By Sarah Perry
Custom House/William Morrow
The feeling you are not alone, a glimpse of a dark-robed figure just out of the corner of your eye, feelings of sorrow, loneliness and guilt -- Sarah Perry takes these elements and the fable of Melmoth the Wanderer to create a remarkably harrowing tale. And, just as her prior novel, The Essex Serpent, was about more than the possible sighting of a sea monster, so this novel is more than a ghost story.
Helen Franklin is a quiet, drab woman who has purposefully tried to not draw attention to herself or experience a moment of joy. A colleague, once calm himself, is distraught as he is drawn into a study of a creature just out of sight.
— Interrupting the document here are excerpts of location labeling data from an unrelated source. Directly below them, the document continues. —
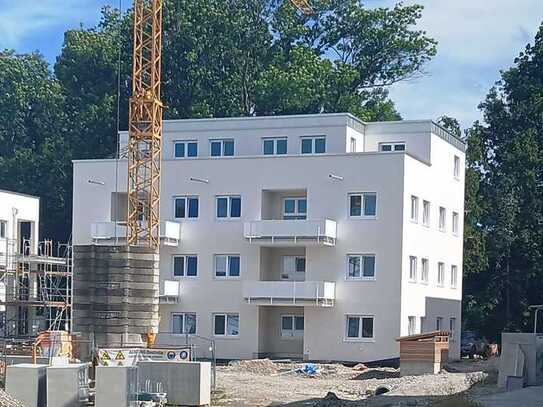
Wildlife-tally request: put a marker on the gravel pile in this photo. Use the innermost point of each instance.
(7, 401)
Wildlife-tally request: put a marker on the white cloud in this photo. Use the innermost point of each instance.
(477, 39)
(20, 19)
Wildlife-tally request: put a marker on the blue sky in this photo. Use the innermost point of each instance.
(476, 39)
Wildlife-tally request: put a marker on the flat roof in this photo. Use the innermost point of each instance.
(5, 191)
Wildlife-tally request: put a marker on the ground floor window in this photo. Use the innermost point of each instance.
(184, 323)
(226, 324)
(360, 327)
(292, 326)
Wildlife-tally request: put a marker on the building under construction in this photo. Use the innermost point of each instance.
(35, 276)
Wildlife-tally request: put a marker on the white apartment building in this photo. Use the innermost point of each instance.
(314, 236)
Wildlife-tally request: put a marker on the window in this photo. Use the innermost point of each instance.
(439, 323)
(274, 146)
(414, 208)
(314, 145)
(184, 149)
(353, 145)
(454, 276)
(386, 147)
(411, 326)
(185, 207)
(412, 268)
(361, 267)
(228, 207)
(185, 266)
(294, 208)
(440, 274)
(292, 326)
(442, 219)
(456, 167)
(359, 327)
(426, 213)
(363, 204)
(455, 223)
(424, 272)
(184, 323)
(227, 266)
(226, 324)
(221, 148)
(452, 327)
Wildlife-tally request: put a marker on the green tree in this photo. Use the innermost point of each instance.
(506, 156)
(33, 154)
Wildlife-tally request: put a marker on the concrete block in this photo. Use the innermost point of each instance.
(28, 384)
(186, 383)
(116, 386)
(67, 386)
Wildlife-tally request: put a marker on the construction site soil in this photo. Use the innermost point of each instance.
(271, 383)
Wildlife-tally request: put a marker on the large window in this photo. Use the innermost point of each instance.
(184, 149)
(226, 324)
(454, 276)
(387, 147)
(424, 272)
(439, 323)
(411, 325)
(412, 268)
(456, 167)
(426, 213)
(442, 219)
(294, 208)
(440, 274)
(184, 323)
(292, 326)
(185, 207)
(314, 145)
(221, 148)
(414, 208)
(455, 223)
(361, 267)
(363, 204)
(185, 266)
(274, 146)
(359, 327)
(227, 266)
(228, 207)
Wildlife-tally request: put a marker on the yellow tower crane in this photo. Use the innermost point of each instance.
(145, 124)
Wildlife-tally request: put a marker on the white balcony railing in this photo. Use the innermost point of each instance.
(291, 231)
(170, 232)
(301, 293)
(170, 292)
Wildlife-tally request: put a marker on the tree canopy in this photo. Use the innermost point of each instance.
(220, 58)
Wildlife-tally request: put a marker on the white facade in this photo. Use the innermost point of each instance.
(313, 256)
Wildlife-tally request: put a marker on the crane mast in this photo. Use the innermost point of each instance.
(145, 127)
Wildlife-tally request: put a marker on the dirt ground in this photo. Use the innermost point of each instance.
(268, 383)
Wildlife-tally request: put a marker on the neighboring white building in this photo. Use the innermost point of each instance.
(316, 236)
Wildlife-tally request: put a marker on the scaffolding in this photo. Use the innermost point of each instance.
(35, 288)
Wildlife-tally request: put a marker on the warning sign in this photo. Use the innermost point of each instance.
(131, 356)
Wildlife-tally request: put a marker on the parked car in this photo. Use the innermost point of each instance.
(473, 344)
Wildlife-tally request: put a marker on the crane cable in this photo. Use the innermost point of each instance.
(118, 119)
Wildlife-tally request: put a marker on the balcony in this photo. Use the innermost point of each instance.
(290, 293)
(291, 232)
(170, 293)
(115, 233)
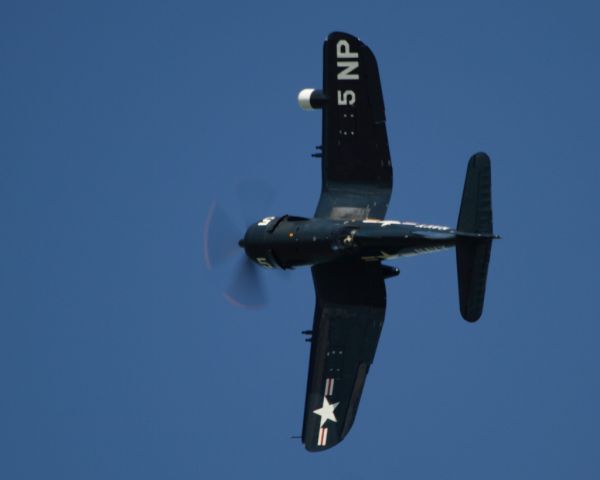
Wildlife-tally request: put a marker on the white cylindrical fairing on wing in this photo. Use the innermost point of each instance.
(304, 99)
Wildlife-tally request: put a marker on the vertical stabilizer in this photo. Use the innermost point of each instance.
(475, 235)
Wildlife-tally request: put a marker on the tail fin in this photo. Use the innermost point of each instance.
(474, 237)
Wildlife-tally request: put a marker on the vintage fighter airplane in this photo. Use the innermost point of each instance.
(348, 238)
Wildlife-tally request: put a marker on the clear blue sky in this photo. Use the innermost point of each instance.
(121, 121)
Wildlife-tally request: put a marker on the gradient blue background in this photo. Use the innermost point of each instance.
(121, 121)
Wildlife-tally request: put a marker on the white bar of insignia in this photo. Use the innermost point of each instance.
(322, 437)
(329, 386)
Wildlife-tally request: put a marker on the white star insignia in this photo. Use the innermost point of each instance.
(326, 411)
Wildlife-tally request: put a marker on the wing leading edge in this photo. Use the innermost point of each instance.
(356, 167)
(349, 314)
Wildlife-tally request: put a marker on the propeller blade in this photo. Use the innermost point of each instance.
(256, 199)
(221, 237)
(247, 289)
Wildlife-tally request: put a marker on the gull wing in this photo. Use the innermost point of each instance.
(356, 166)
(349, 314)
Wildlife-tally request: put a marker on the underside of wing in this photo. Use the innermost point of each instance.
(356, 168)
(349, 314)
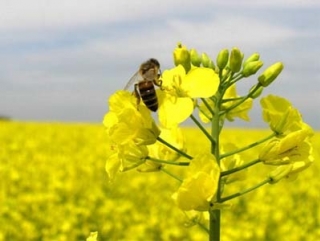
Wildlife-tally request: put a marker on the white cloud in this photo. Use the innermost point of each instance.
(41, 15)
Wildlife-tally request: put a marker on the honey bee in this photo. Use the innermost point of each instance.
(145, 79)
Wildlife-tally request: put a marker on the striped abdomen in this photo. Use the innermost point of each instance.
(148, 94)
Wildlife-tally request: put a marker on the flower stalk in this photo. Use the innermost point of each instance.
(196, 83)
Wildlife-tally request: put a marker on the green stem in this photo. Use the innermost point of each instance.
(215, 215)
(208, 106)
(232, 99)
(225, 173)
(202, 128)
(174, 148)
(238, 194)
(249, 146)
(168, 162)
(236, 78)
(171, 175)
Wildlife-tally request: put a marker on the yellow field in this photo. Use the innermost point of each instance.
(53, 187)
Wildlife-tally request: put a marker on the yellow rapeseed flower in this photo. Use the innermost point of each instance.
(290, 148)
(176, 102)
(279, 113)
(200, 186)
(125, 157)
(126, 121)
(241, 111)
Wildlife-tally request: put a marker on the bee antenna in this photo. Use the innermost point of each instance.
(155, 61)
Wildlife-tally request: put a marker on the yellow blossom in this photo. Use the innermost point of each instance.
(288, 149)
(241, 111)
(279, 113)
(230, 163)
(125, 121)
(162, 152)
(176, 102)
(200, 186)
(125, 157)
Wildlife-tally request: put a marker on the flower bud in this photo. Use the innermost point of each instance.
(195, 58)
(257, 91)
(205, 60)
(253, 57)
(235, 60)
(251, 68)
(222, 58)
(181, 56)
(270, 74)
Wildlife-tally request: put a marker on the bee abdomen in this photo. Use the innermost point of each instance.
(148, 95)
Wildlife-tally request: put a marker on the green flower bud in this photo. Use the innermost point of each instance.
(251, 68)
(195, 58)
(235, 61)
(181, 56)
(211, 65)
(205, 59)
(270, 74)
(253, 57)
(222, 58)
(257, 92)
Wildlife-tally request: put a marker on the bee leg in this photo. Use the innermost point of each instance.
(137, 95)
(158, 83)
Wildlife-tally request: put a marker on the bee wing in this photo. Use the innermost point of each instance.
(135, 78)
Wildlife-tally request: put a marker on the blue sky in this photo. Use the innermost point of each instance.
(61, 60)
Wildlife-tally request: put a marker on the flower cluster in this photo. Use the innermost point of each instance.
(197, 83)
(291, 150)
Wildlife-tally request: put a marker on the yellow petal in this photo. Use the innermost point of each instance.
(174, 110)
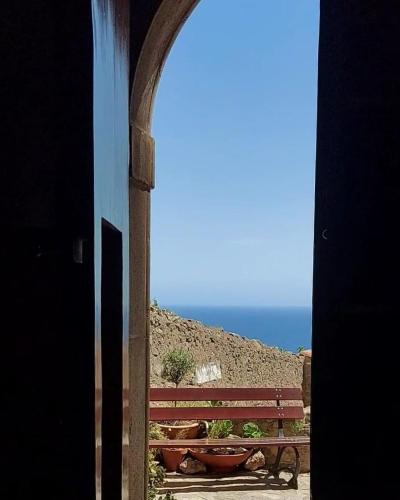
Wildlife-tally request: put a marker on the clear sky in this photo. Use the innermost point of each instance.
(234, 122)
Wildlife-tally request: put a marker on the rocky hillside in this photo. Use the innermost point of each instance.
(241, 362)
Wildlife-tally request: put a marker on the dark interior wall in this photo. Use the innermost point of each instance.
(46, 210)
(356, 267)
(111, 204)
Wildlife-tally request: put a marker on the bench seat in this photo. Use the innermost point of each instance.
(231, 443)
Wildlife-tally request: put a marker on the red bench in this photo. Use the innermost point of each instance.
(277, 412)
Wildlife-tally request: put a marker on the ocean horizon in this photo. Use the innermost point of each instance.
(285, 327)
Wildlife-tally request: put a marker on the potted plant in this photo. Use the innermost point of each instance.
(176, 365)
(224, 459)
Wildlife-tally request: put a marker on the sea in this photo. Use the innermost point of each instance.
(288, 328)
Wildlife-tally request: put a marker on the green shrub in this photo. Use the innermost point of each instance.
(251, 430)
(156, 477)
(220, 429)
(176, 364)
(155, 432)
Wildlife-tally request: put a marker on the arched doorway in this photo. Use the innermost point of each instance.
(160, 38)
(164, 28)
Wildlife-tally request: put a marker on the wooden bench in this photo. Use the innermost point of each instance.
(275, 412)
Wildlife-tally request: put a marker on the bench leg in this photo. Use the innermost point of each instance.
(275, 470)
(293, 482)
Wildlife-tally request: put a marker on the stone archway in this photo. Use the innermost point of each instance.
(166, 24)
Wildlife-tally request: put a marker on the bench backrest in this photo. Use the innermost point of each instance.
(275, 395)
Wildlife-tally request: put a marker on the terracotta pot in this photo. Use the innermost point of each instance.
(221, 463)
(187, 431)
(173, 457)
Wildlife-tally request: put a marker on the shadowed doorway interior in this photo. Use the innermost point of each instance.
(111, 347)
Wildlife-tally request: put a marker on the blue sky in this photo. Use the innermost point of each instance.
(234, 123)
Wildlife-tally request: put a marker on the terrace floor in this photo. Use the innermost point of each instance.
(238, 486)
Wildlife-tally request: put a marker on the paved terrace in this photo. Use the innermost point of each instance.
(243, 486)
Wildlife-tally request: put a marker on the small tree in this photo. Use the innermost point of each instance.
(176, 365)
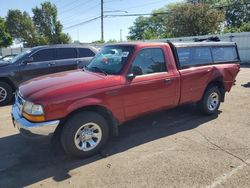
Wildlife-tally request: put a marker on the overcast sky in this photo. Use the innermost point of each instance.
(72, 12)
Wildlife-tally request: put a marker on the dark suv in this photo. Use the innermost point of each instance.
(39, 61)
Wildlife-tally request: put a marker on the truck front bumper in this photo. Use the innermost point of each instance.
(31, 129)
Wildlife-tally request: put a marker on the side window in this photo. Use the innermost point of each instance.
(65, 53)
(43, 55)
(147, 61)
(192, 56)
(221, 54)
(85, 52)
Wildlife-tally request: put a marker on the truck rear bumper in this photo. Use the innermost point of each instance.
(31, 129)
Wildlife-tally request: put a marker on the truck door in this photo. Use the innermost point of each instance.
(153, 87)
(196, 71)
(42, 63)
(66, 59)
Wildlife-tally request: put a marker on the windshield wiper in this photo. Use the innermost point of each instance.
(100, 70)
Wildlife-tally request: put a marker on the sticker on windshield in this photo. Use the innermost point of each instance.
(125, 54)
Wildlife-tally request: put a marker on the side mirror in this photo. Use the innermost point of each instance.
(28, 60)
(130, 76)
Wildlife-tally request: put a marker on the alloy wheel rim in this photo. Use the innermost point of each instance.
(88, 136)
(213, 101)
(3, 94)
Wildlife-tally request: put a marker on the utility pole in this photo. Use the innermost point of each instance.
(102, 32)
(120, 35)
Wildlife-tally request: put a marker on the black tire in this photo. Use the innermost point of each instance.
(214, 93)
(5, 89)
(72, 126)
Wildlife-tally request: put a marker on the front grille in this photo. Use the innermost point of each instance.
(19, 101)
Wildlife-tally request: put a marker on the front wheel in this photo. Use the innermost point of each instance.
(6, 93)
(84, 134)
(210, 101)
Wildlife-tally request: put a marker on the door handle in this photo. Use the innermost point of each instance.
(51, 64)
(168, 81)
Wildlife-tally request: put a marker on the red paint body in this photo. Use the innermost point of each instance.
(63, 93)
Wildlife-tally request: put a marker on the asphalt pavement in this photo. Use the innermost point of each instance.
(172, 148)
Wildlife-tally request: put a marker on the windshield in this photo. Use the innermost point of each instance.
(19, 56)
(111, 59)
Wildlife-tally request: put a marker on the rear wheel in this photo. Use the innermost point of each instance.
(6, 93)
(84, 134)
(210, 102)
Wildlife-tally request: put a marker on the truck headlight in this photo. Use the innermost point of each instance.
(33, 112)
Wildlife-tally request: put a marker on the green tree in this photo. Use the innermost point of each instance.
(237, 12)
(5, 38)
(137, 31)
(187, 19)
(47, 24)
(176, 20)
(21, 28)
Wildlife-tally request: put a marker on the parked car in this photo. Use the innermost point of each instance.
(8, 57)
(122, 82)
(40, 61)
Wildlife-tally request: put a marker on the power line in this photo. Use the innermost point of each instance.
(82, 23)
(85, 11)
(70, 3)
(77, 6)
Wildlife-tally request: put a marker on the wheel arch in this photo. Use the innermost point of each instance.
(220, 84)
(103, 111)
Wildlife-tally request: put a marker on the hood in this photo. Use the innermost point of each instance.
(3, 63)
(65, 85)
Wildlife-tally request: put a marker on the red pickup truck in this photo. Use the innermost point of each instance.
(122, 82)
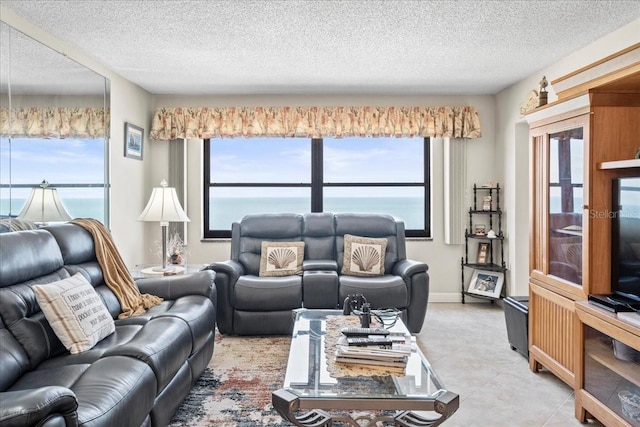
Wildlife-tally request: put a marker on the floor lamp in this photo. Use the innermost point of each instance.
(43, 206)
(163, 207)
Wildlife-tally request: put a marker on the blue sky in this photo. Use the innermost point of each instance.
(56, 160)
(346, 160)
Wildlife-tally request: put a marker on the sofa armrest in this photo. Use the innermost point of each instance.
(227, 274)
(173, 287)
(44, 406)
(407, 268)
(319, 265)
(231, 268)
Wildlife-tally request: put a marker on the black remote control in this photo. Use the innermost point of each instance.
(364, 332)
(364, 341)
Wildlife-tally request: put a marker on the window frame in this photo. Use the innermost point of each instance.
(105, 186)
(316, 187)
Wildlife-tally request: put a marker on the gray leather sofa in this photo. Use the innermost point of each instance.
(137, 376)
(252, 305)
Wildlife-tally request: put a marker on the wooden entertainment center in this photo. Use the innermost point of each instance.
(578, 145)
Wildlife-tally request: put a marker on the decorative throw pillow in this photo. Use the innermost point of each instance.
(281, 258)
(75, 312)
(363, 256)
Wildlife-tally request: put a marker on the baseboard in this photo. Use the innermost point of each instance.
(454, 297)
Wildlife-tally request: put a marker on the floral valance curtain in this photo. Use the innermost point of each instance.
(213, 122)
(54, 122)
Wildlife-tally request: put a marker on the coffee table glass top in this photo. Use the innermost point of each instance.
(308, 377)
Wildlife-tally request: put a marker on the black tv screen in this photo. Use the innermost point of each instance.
(625, 254)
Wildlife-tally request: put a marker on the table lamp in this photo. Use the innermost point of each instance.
(163, 207)
(44, 205)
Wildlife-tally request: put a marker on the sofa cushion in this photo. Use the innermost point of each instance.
(255, 293)
(75, 312)
(363, 256)
(270, 227)
(281, 258)
(381, 292)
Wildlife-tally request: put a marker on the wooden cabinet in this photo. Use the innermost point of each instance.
(577, 146)
(609, 369)
(559, 234)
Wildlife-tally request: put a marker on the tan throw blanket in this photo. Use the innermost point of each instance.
(116, 275)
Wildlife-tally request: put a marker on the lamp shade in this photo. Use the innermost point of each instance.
(44, 205)
(163, 206)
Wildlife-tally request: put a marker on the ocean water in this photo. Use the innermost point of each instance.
(225, 211)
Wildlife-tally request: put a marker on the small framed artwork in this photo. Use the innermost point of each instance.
(487, 283)
(486, 203)
(133, 141)
(480, 229)
(483, 253)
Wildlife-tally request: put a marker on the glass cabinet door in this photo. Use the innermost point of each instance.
(565, 204)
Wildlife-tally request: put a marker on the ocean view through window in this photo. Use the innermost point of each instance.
(298, 175)
(75, 166)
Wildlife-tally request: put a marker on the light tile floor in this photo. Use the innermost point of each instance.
(468, 347)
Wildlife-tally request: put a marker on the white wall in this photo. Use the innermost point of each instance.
(444, 260)
(130, 183)
(512, 140)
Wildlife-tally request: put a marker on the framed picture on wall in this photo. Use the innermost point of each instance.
(133, 141)
(487, 283)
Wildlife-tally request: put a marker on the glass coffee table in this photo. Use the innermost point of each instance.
(312, 396)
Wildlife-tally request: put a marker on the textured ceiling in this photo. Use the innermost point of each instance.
(323, 46)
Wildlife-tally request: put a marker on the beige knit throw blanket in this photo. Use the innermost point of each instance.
(116, 275)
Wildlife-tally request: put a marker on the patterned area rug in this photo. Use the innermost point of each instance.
(235, 389)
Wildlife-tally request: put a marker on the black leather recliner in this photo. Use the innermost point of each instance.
(137, 376)
(252, 305)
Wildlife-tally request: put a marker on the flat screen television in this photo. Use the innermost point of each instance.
(625, 238)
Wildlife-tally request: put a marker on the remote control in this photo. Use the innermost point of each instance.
(364, 332)
(363, 341)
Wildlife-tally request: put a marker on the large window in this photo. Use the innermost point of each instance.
(76, 167)
(275, 175)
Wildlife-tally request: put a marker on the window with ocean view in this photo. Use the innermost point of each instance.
(272, 175)
(75, 166)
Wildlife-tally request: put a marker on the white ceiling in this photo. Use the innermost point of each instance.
(326, 46)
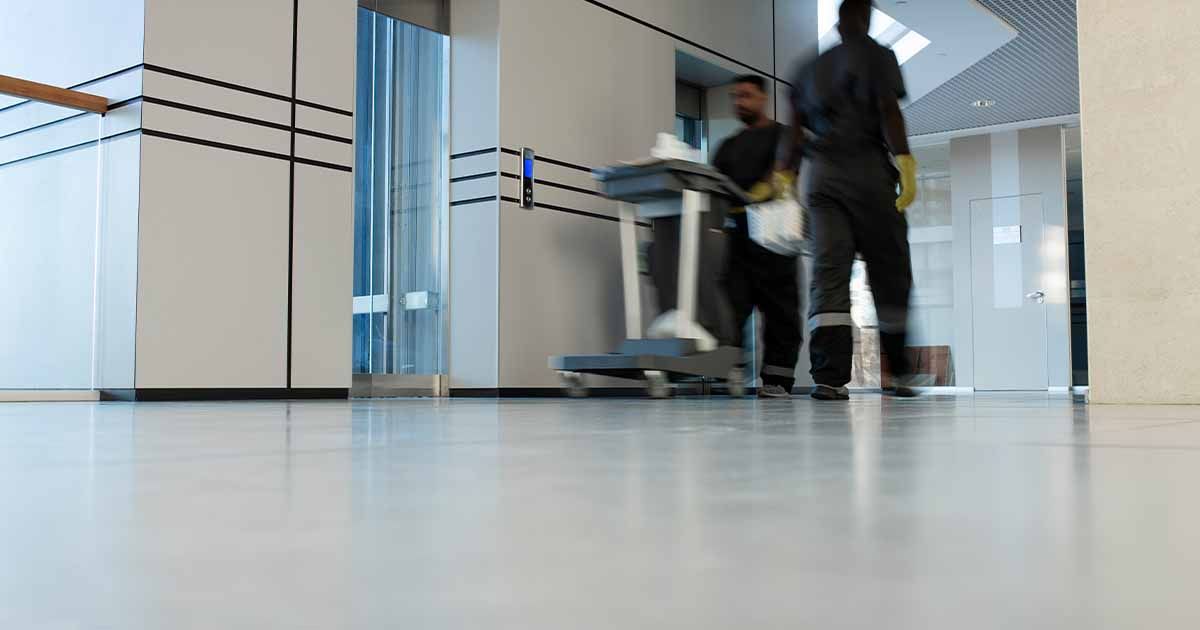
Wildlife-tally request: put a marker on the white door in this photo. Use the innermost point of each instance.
(1009, 311)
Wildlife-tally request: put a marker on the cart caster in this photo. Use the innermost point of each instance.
(574, 385)
(737, 383)
(657, 385)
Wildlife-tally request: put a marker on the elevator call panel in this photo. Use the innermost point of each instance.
(527, 162)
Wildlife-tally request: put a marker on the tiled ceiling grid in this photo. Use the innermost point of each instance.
(1035, 76)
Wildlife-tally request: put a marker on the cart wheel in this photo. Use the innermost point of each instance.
(737, 383)
(657, 385)
(574, 384)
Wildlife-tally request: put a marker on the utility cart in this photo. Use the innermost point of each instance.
(685, 204)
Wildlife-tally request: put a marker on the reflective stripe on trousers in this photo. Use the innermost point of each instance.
(829, 321)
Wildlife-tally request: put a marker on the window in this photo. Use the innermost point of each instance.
(401, 195)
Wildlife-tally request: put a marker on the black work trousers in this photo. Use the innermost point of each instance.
(759, 279)
(851, 203)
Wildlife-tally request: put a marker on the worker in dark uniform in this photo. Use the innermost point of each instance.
(754, 276)
(857, 154)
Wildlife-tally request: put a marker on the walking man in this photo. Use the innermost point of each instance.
(857, 153)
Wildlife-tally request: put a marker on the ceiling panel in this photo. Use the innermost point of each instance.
(1035, 76)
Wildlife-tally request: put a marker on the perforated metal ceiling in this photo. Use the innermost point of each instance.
(1032, 77)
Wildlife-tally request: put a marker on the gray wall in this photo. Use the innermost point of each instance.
(1011, 163)
(586, 87)
(214, 250)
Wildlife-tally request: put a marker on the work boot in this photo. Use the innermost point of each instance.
(828, 393)
(901, 388)
(773, 391)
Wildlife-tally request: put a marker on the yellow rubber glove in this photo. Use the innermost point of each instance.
(907, 166)
(772, 187)
(761, 192)
(784, 183)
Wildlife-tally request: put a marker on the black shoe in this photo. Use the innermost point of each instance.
(901, 388)
(827, 393)
(773, 391)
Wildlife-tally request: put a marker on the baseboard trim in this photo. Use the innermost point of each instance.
(222, 394)
(51, 395)
(593, 393)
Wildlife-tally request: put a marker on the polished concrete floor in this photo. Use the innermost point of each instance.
(969, 513)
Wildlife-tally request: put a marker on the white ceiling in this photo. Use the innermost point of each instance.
(1032, 77)
(961, 33)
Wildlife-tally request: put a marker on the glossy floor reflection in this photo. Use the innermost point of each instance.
(1007, 511)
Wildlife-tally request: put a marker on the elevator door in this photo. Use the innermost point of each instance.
(1008, 294)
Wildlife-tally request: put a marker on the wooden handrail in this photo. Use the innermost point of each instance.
(49, 94)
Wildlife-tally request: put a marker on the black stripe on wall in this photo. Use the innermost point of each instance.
(256, 91)
(684, 40)
(475, 201)
(201, 395)
(473, 154)
(249, 120)
(573, 211)
(472, 178)
(292, 179)
(249, 150)
(64, 149)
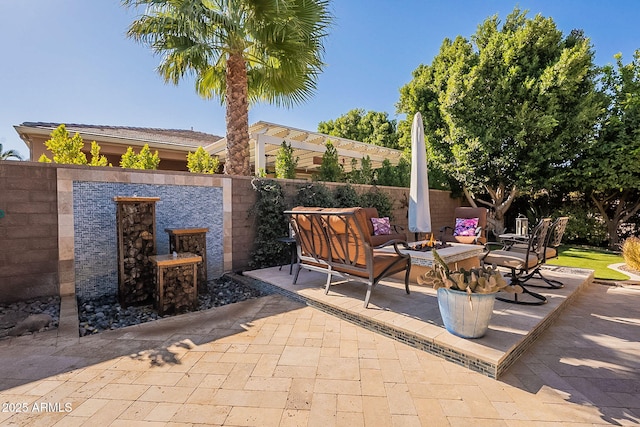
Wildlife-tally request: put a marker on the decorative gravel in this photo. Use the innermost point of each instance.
(105, 313)
(12, 314)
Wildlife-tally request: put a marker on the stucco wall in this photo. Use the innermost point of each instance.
(43, 232)
(28, 231)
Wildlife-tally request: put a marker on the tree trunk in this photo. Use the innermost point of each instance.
(237, 117)
(622, 208)
(498, 207)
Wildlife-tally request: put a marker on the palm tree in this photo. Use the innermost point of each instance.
(240, 51)
(4, 155)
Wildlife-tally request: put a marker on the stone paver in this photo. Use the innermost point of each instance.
(274, 362)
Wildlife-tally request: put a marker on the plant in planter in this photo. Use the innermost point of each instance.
(466, 297)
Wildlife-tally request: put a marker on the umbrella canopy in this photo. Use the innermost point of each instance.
(419, 211)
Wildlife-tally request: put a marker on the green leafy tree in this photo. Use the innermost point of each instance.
(505, 111)
(240, 52)
(202, 162)
(285, 163)
(371, 127)
(394, 175)
(362, 175)
(67, 149)
(143, 160)
(9, 154)
(330, 169)
(609, 168)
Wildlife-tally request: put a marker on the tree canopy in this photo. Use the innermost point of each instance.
(371, 127)
(608, 170)
(506, 110)
(240, 52)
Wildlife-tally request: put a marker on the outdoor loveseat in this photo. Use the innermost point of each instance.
(338, 242)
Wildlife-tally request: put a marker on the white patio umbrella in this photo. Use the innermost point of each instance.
(419, 211)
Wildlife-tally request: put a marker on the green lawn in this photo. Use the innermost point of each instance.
(591, 258)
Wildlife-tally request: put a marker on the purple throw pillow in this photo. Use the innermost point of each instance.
(465, 227)
(381, 226)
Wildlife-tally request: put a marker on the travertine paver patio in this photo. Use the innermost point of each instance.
(275, 362)
(415, 318)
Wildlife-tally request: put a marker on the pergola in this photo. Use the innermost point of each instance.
(266, 138)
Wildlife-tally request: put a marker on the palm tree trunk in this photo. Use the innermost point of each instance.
(237, 117)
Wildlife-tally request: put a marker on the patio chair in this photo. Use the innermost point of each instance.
(471, 226)
(553, 241)
(522, 264)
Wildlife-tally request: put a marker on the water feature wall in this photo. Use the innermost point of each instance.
(95, 242)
Melmoth is not a name Helen has ever heard before, but it is one that will continue to haunt her once her colleague goes missing after giving her some of the historical documents he has been reading.
According to Perry's version of the legend, Melmoth was one of the women who witnessed empty tomb of Jesus but denied seeing him risen. So she is condemned to roam the earth alone, always watching, and seeking a salvation that doesn't exist in an increasingly wicked world.
The stories of people who claim to have been lured into Melmoth's orbit, interspersed with Helen's journey, are harrowing in that creepy, middle-of-the-night sense. Those who finally see Melmoth, after believing there is an unknown destiny to their journey, and who turn down the chance to spend eternity with her spend the rest of their lives trying to find her again. It's a curse that slowly begins to overtake Helen as well. Is there something following her? Or is that just a shadow?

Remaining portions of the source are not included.